8 de los 9 miembros del Comité de Política Monetaria votaron a favor de la reducción, superando las expectativas de 7 votos, mientras que Catherine Mann optó por mantener la tasa.
La decisión estuvo alineada con las evidencias de una desaceleración en el crecimiento de precios en la economía del Reino Unido, con una inflación de septiembre cayendo a un mínimo de más de tres años de 1.7%.

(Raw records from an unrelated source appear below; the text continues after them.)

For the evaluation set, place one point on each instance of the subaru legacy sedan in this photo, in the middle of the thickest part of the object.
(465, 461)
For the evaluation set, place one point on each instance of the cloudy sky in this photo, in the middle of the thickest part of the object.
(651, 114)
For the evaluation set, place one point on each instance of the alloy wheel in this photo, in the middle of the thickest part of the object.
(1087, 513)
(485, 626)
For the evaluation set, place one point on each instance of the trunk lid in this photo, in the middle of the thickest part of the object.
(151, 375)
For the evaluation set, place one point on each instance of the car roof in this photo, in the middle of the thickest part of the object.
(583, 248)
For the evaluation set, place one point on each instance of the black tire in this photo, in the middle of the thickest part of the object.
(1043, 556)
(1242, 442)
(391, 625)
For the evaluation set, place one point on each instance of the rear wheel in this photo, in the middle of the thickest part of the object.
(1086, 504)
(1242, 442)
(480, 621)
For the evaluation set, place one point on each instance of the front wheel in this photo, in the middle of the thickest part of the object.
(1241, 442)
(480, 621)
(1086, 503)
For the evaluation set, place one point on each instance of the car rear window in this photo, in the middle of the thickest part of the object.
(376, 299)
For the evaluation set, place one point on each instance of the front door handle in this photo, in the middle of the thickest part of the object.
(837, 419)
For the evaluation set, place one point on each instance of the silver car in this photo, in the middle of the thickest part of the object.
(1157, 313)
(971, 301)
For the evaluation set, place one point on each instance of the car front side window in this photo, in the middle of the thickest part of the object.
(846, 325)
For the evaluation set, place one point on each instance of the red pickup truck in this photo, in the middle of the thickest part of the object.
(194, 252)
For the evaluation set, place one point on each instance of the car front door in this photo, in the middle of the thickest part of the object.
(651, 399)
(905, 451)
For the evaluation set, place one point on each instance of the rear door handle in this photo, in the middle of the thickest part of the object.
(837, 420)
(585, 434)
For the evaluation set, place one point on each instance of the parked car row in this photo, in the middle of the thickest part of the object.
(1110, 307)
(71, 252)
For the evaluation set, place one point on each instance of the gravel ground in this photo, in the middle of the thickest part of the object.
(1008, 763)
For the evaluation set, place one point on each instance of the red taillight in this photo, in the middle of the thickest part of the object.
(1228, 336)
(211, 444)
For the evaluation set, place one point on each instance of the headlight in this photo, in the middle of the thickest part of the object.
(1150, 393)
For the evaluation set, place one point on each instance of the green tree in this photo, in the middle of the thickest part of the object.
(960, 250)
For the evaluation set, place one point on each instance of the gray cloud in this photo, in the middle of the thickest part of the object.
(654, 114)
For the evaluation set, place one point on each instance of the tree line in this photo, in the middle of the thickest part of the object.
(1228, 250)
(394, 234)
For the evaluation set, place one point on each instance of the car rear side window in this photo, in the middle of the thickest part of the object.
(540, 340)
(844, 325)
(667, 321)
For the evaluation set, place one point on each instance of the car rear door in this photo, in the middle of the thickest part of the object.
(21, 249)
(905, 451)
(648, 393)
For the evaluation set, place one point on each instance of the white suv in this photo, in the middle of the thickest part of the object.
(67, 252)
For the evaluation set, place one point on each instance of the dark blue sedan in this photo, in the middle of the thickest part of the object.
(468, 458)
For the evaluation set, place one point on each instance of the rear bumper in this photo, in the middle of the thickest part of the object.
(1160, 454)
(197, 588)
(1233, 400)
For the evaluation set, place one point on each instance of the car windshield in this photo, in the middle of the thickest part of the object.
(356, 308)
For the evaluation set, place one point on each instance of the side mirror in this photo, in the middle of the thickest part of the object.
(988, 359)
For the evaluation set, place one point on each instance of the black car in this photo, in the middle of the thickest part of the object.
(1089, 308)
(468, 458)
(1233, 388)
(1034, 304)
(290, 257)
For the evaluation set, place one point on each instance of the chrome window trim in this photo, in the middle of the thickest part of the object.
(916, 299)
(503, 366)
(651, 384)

Además, la inflación de los servicios, que refleja el crecimiento de precios subyacente y tiende a ser más persistente en el contexto actual, cayó a un mínimo de dos años de 4.9%, aunque todavía se mantiene elevada.
A pesar de prever una continua desaceleración de la inflación subyacente en el mediano plazo, el Banco espera que el presupuesto expansivo presentado por el Partido Laborista eleve la inflación en 0.5 puntos porcentuales en su pico.
Ahora, el Banco proyecta que la inflación termine el año en 2.5% y en 2026 en 2.2%. A su vez, el presupuesto podría aumentar el PIB en 0.75% en su mayor impacto dentro de un año.